By Jeremy R. Cooke
March 21 (Bloomberg) -- Municipal borrowers from Wisconsin to California plan to pull at least $21 billion of bonds out of the auction-rate market by May 1 to escape soaring costs, according to data compiled by Bloomberg.
The amount is more than what was sold in any one year before 2002, the data show. About 69 percent of auctions in a market that also includes debt of student lenders and closed-end mutual funds failed to attract enough buyers this week, resulting in interest rates as high as 14 percent. Rates are determined through a bidding process managed by banks typically every 7, 28 or 35 days.
Borrowers are converting to fixed-rate bonds and other forms of variable-rate securities, after investors pulled back from debt backed by downgraded insurers and dealers stopped acting as buyers of last resort. Yields on municipal auction debt are almost twice what they were in January on average, based on a Securities Industry and Financial Markets Association index.
``The issuers couldn't pay those punitive auction rates and remain solvent after the market effectively shut down,'' said Mike Pietronico, chief executive officer of Miller Tabak Asset Management, a municipal-bond investment advisory unit at New York-based trading firm Miller Tabak & Co.
The average rate on long-term bonds with rates determined at auctions every seven days was 6.41 percent March 12, based on the latest public data from Sifma. That's down from a record 6.89 percent in February, though still higher than every other reading in the two-year-old index that averaged 3.60 percent through January of this year.
Sales Explosion
The use of auction bonds by states, cities and other municipal borrowers exploded in 2002, when sales doubled to $25 billion from $12 billion the previous year, data compiled by Thomson Financial show. Sales peaked at $42 billion in 2004 before subsiding to $39 billion in 2007.
The $21 billion total represents auction bonds to be called, or bought back, on dates from February through the first day of May, according to data compiled by Bloomberg from an original list of $211 billion of the debt.
The auction market attracted borrowers by offering financing for 20 years or more at variable rates determined through periodic bidding without the need for letters of credit.
While not obligated to do so, bond underwriters from UBS AG to Goldman Sachs Group Inc. to Citigroup Inc. would commit their own capital to prevent auctions from failing when too many people wanted to sell and not enough buyers showed up. From the market's creation in 1984 through 2007, there were less than 50 recorded failures, Moody's Investors Service said.
Failures Surge
Beginning Feb. 13, auction failures numbered in the hundreds each day.
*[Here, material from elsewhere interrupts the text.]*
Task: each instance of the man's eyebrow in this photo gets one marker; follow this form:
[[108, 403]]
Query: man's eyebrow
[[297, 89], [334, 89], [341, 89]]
Since then, 60 percent or more of public auctions have been unsuccessful, based on data compiled by Bloomberg from four auction agents: Deutsche Bank AG, Wilmington Trust Corp., Bank of New York Mellon Corp. and Wells Fargo & Co.
At failed auctions, the rates borrowers continue paying revert to a set level of 10 percent or more, or one based upon money-market benchmarks, which have fallen as the Federal Reserve cut interest rates.
Securities with lower failure reset rates, such as closed- end funds' preferred shares and a $250 million deal by Philadelphia, have been failing in greater proportions as investors seek out the juicier potential returns on bonds with higher penalty rates.
``The tactical participants will only participate as long as the yield advantage is significant,'' New York-based investment firm Samson Capital Advisors LLC said in a March 7 commentary.
Getting Out
Philadelphia plans to get final authorization next week to sell fixed-rate bonds in mid-April to replace auction bonds that have been failing, said Rob Dubow, city finance director.
Rates on almost $100 million of Philadelphia's 2003 debt, insured by downgraded XL Capital Assurance Inc., rose to 5.35 percent from 3.75 percent in October.
``In some ways, we were lucky: there were places with resets and failures much higher than ours,'' Dubow said.
Wisconsin this week sold about $800 million of bonds to replace some of the state's taxable auction debt that rose in cost to as much as 14 percent this month. Besides fixed-rate bonds, the state also sold securities paying 1.2 percentage points more than the one-month London interbank offered rate, or 3.81 percent based on yesterday's rate.
The U.S. Securities and Exchange Commission on March 14 allowed nonprofit hospitals and other borrowers to bid on their own auction-rate bonds as an alternative to stemming failures.
The Reading Hospital and Medical Center in Reading, Pennsylvania, notified investors of plans to bid March 19 for $40 million of its debt, after having to pay 11 percent after Feb. 13's auction. The winning rate was 3.75 percent, beating out ones that ranged from 5 percent to 11.3 percent, bidding results disclosed by the hospital show.